If you are 70½ years old or older and have an IRA, you were allowed to give up to $100,000 per year to a charity. You could reduce your required minimum distribution by the amounts of the gifts. The gifts that you gave from your IRA to charities were not tax deductible. You did not have to take the distribution as taxable income. The whole transaction was a wash under the old law.
This wonderful provision that helped to fund charitable activity throughout the US, in every Congressional district and in every state, expired, and the House, Senate, and president have not found a way to restore it for all Americans who would like to do charitable acts.
Here we are at Thanksgiving time, with a few weeks left in the year. It’s the season of the spirit of giving and support, yet we have no provision in the law to make sizable, needful charitable gifts possible.
Every person over age 70½ who has an IRA and is seeking to do charitable acts should consult a tax advisor on how to handle this matter.
The lame-duck idiots could pass the tax-extender provision tomorrow.
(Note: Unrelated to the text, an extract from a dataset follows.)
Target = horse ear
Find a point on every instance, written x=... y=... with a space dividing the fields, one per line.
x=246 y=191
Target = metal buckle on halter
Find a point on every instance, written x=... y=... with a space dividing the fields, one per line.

In the Senate, the majority wanted to, and Senator Harry Reid held it up. The House came together in a bipartisan bill and passed a version of this tax extender. The president will not permit it or make a deal. Everyone is in a shooting war with each other.
What should we do? It’s simple. Call your Congressional Representative’s and Senator’s offices and voice your concern in no uncertain terms. Do it every day. If you see them at a holiday event, confront them. Tell everyone around them that they are holding up charitable giving to local charities. Make every Congressman and Senator have to experience public pain every time you see them. I have already done this and will continue to do this.
The provision has not passed the Congress or been signed by the president. We will keep readers advised if there is a change.
In the meantime, let me wish all a happy Thanksgiving. If I could make one Thanksgiving wish, it would be that this season could be a happier and less anxious one for those in need whom charities all across the US seek to serve. This holiday season they do their work with one hand tied behind their backs, metaphorically speaking, as generosity is held hostage by selfish bull-headedness and dysfunction in DC. Let’s work together to change that, and now.